Franky glanced at her broken heel.
“Want me to take a look at that?”
“I do not require assistance.”
“Yeah, well, the shoe disagrees.”
She hesitated.
Not because she needed help.
But because standing up again would expose the instability. And if Midnight truly was watching…
Optics mattered.
“…You have five minutes,” she said flatly.
Franky blinked. “Oh. Oh! Okay.”
He scooted closer—cautiously—and crouched in front of her. The roses fell to the side. He set the chocolate box down.
His hands were surprisingly steady as he examined the heel.
“Man… what happened? You kick a tank?”
“Something like that.”
He hummed, pulling a small multitool from his pocket.
She raised a brow.
He worked carefully, tightening the loose pin inside the heel with surprising precision. His brow furrowed in concentration.
For a moment, the world narrowed.
Not to Twilight.
Not to Yor.
Not to Midnight.
Just the quiet scrape of metal against metal.
The warm glow of park lights.
The faint scent of crushed roses.
“…You know,” Franky said without looking up, “whoever messed up your day? They’re probably not worth the blood.”
Her eyes flickered.
He wasn’t mocking.
Wasn’t prying.
Just stating it.
Annoying.
“…Your concern is unnecessary,” she said softly, softer than before.
Franky felt awkward; it was so strange to hear her voice in that tone. He smiled. “You’re handling your first rejection very well, grumpy Lady—or maybe you just planned your revenge.”
Disdain edged back into her voice. “Your time is running out. Ten seconds.”
Franky huffed, “I can’t work miracles! You didn’t get all the pieces of your shoe back together properly, you know. My tobacco shop isn’t far from here—don’t look at me like that. I learned my lesson, yes—it’s not a date, I PROMISE YOU. I just want to help a fellow—”

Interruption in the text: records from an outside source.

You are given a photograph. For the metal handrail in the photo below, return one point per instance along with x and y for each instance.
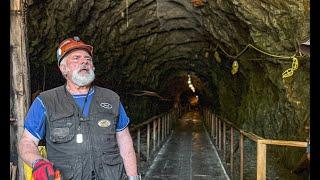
(217, 128)
(157, 129)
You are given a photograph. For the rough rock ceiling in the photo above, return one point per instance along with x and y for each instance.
(153, 40)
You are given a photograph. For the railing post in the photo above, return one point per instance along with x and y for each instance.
(138, 146)
(165, 126)
(212, 124)
(148, 141)
(231, 150)
(261, 160)
(216, 130)
(162, 129)
(159, 131)
(154, 134)
(224, 139)
(241, 156)
(219, 134)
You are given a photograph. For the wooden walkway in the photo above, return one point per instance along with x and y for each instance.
(188, 154)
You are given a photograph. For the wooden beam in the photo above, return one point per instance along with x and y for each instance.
(19, 69)
(261, 161)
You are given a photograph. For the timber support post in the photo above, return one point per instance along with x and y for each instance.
(19, 71)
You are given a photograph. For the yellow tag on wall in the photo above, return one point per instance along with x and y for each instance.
(235, 67)
(217, 57)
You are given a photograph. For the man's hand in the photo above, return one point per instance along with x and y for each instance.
(43, 170)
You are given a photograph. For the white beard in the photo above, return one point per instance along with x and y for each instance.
(82, 80)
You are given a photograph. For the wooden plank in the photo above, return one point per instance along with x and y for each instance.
(261, 161)
(284, 143)
(19, 71)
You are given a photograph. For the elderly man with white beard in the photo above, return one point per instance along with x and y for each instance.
(85, 127)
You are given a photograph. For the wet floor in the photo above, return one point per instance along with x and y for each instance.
(188, 154)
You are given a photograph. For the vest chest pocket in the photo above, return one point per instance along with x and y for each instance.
(106, 122)
(62, 127)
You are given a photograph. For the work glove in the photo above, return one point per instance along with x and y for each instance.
(43, 170)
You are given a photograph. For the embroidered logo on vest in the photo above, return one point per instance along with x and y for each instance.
(106, 105)
(104, 123)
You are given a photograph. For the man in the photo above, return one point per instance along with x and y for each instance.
(85, 127)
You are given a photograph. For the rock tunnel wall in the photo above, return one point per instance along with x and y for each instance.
(153, 44)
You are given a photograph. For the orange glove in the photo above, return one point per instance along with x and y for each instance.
(43, 170)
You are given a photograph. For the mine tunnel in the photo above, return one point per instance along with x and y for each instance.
(246, 61)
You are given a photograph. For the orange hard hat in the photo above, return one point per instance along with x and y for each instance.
(70, 44)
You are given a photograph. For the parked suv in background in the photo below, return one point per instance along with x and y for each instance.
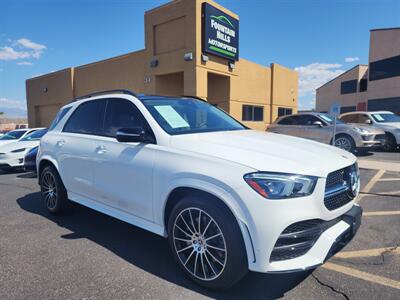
(384, 120)
(319, 127)
(229, 199)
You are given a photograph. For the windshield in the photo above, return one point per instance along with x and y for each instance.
(12, 135)
(386, 118)
(35, 136)
(182, 116)
(330, 119)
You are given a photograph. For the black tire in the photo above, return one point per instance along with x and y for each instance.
(53, 192)
(223, 269)
(345, 142)
(391, 143)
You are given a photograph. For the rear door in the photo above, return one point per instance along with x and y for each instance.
(74, 147)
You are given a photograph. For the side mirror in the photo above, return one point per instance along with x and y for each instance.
(131, 135)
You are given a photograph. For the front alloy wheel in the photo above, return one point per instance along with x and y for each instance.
(199, 244)
(206, 241)
(49, 190)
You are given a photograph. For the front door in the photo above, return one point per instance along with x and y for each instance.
(75, 148)
(123, 171)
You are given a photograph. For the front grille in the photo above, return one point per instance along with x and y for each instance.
(335, 178)
(336, 201)
(338, 188)
(297, 239)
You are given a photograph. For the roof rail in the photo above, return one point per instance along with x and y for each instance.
(119, 91)
(194, 97)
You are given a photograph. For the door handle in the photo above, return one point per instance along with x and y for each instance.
(101, 149)
(60, 143)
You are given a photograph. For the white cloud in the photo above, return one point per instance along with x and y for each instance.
(6, 103)
(8, 53)
(351, 59)
(36, 49)
(24, 63)
(22, 49)
(314, 75)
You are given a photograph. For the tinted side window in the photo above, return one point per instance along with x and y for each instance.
(61, 113)
(293, 120)
(362, 118)
(122, 113)
(349, 118)
(86, 119)
(307, 120)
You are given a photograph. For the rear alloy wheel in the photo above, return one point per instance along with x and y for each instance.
(53, 192)
(207, 242)
(344, 142)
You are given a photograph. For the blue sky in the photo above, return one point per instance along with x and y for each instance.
(320, 39)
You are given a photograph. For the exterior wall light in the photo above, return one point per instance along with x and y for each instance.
(154, 63)
(188, 56)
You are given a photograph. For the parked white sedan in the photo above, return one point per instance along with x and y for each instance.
(15, 135)
(12, 154)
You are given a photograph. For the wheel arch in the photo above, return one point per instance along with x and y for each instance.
(44, 162)
(177, 193)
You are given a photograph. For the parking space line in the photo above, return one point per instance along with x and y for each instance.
(368, 252)
(389, 179)
(381, 213)
(392, 193)
(370, 184)
(362, 275)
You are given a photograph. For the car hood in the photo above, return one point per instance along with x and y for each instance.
(6, 142)
(266, 151)
(389, 126)
(372, 130)
(5, 148)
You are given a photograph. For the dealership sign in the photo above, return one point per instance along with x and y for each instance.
(220, 33)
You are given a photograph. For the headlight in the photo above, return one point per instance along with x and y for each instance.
(362, 130)
(281, 185)
(18, 150)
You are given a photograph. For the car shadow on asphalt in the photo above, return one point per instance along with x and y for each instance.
(151, 252)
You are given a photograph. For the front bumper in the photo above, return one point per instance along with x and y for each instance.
(267, 220)
(12, 160)
(347, 226)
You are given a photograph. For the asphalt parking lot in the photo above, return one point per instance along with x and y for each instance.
(86, 254)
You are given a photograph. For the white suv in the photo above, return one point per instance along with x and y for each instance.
(229, 199)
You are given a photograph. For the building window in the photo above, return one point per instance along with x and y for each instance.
(282, 111)
(348, 87)
(345, 109)
(385, 68)
(363, 85)
(252, 113)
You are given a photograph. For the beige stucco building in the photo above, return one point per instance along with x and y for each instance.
(371, 87)
(174, 63)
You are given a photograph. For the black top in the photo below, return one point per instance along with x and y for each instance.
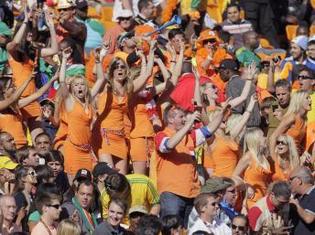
(307, 202)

“Don’t put me in the same boat as you. Fix my shoe and I’ll leave.”
The walk really was as quick as Franky had promised—good. And he was smart enough not to chatter the whole way.
Nightfall might have thought him less pathetic if she hadn’t gotten this impression the moment he opened the tobacco shop door: cheesy, shameful, cheap Valentine’s Day decorations strung everywhere.

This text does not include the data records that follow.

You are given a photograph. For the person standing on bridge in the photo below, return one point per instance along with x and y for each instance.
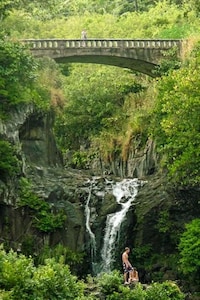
(83, 37)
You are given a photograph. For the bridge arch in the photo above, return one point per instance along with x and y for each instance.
(138, 55)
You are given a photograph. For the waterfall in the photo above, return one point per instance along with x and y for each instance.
(125, 193)
(87, 215)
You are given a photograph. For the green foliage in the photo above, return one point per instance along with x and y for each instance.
(17, 74)
(110, 282)
(93, 99)
(111, 286)
(20, 279)
(164, 291)
(9, 163)
(189, 249)
(43, 216)
(80, 159)
(176, 124)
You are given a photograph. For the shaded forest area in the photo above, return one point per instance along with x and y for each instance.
(103, 111)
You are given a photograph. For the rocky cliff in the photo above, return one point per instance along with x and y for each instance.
(152, 224)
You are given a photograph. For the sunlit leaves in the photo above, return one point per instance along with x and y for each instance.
(177, 127)
(189, 249)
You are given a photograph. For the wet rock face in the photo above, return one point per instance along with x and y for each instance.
(155, 218)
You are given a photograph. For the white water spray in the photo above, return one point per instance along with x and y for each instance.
(91, 234)
(125, 193)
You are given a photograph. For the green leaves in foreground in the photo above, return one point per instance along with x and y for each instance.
(20, 279)
(112, 286)
(190, 249)
(176, 124)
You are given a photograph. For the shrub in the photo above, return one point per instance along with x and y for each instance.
(189, 249)
(20, 279)
(164, 291)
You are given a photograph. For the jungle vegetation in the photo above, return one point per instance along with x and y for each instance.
(103, 109)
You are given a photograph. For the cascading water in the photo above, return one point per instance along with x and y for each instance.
(87, 215)
(125, 193)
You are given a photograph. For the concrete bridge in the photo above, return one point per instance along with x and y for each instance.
(138, 55)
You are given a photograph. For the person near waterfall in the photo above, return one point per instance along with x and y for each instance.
(130, 273)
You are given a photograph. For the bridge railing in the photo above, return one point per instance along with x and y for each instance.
(100, 43)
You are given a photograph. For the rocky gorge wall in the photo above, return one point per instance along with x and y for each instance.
(152, 224)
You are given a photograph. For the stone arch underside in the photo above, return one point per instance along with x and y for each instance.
(122, 62)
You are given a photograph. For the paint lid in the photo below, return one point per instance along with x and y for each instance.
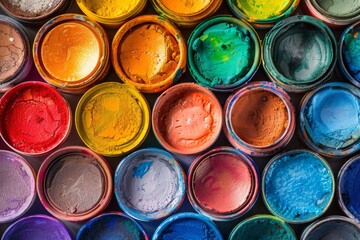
(187, 225)
(223, 184)
(300, 53)
(17, 186)
(187, 118)
(113, 225)
(262, 226)
(149, 53)
(185, 14)
(74, 183)
(329, 119)
(112, 118)
(70, 40)
(283, 181)
(37, 227)
(259, 119)
(224, 53)
(35, 118)
(332, 227)
(349, 53)
(262, 13)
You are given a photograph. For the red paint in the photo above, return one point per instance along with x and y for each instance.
(35, 118)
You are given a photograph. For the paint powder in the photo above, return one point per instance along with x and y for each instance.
(148, 54)
(223, 54)
(74, 47)
(12, 51)
(259, 117)
(222, 183)
(75, 183)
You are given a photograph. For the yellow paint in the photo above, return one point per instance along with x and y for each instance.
(70, 52)
(263, 9)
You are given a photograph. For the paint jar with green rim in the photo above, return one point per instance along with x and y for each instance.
(185, 13)
(111, 13)
(262, 13)
(299, 53)
(112, 118)
(223, 53)
(149, 53)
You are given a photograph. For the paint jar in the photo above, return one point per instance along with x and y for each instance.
(259, 119)
(300, 53)
(349, 53)
(149, 53)
(112, 118)
(262, 13)
(111, 13)
(15, 58)
(332, 228)
(74, 184)
(262, 226)
(37, 227)
(187, 225)
(34, 12)
(113, 225)
(298, 186)
(348, 195)
(185, 14)
(149, 184)
(335, 13)
(329, 119)
(77, 44)
(187, 119)
(223, 184)
(223, 53)
(17, 186)
(35, 118)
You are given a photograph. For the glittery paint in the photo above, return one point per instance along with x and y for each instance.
(283, 183)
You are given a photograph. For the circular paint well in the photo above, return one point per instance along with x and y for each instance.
(149, 184)
(283, 183)
(35, 118)
(187, 118)
(262, 227)
(17, 186)
(223, 183)
(37, 227)
(329, 119)
(112, 118)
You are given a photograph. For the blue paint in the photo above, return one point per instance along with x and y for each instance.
(298, 186)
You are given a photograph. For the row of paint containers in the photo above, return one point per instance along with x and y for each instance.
(76, 184)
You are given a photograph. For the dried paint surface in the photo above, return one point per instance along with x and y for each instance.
(259, 117)
(148, 54)
(12, 51)
(75, 184)
(72, 46)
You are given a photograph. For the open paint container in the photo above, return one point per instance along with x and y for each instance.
(37, 227)
(17, 186)
(187, 226)
(77, 44)
(329, 119)
(298, 186)
(35, 118)
(149, 53)
(112, 226)
(224, 53)
(299, 53)
(262, 227)
(187, 118)
(259, 119)
(223, 184)
(112, 118)
(149, 184)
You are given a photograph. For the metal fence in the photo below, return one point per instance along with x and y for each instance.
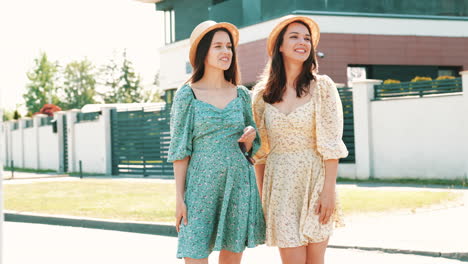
(418, 89)
(346, 95)
(140, 142)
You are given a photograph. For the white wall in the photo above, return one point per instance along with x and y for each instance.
(30, 148)
(418, 138)
(347, 170)
(48, 148)
(3, 143)
(173, 64)
(17, 148)
(90, 146)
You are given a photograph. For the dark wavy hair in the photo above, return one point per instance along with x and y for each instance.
(274, 76)
(231, 75)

“…I had high hopes for today, okay?… I know the store is tiny, but you can enter if you want. It’s starting to get cold and chilly.”
“Never.”
The word landed flat and absolute.
Franky exhaled through his nose, shrugged out of his coat, and placed it carefully over the counter in front of her, as if presenting tribute to a particularly unforgiving queen. Then came the antiseptic. A bandage. And finally, the box of chocolates he’d been holding the entire time.
He slid it toward her casually.
“What? You know glue takes a while to dry, right? Wouldn’t it be better to spend that time doing something else?”
“…Makes sense.”
Franky’s face lit up into that goofy smile of his. As soon as Nightfall finished with the antiseptic, he took it back—hardly the best thing to have around while eating chocolate.
He turned his full attention to the shoe, hands steady as he applied the adhesive with surprising precision.
Nightfall hesitated only a second before unwrapping one of the chocolates. She took a small, careful bite.
Heat bloomed beneath her skin. A warmth that wasn’t coming from the coat.
“How much do I owe you?”
Franky didn’t turn to look at her—thank goodness. Her bangs weren’t doing a very good job of hiding this sudden fever she’d had.
“It’s just glue and chocolate. I’ll recover financially from this.”
“…Hm.”
The woman with silver hair couldn’t help but glance at Franky’s hands—firm, precise, efficient… Again, that strange, unnameable and unsettling feeling washed over her.
“These chocolates are rubbish,” she said after another bite. “I’ll get you some decent ones later so you can tell the difference.”
“Man,” Franky replied, still focused on aligning the heel just right, “you really need to learn how to say thank you.”
He kept his eyes on his work, but the faint red creeping across the patches on his face betrayed him.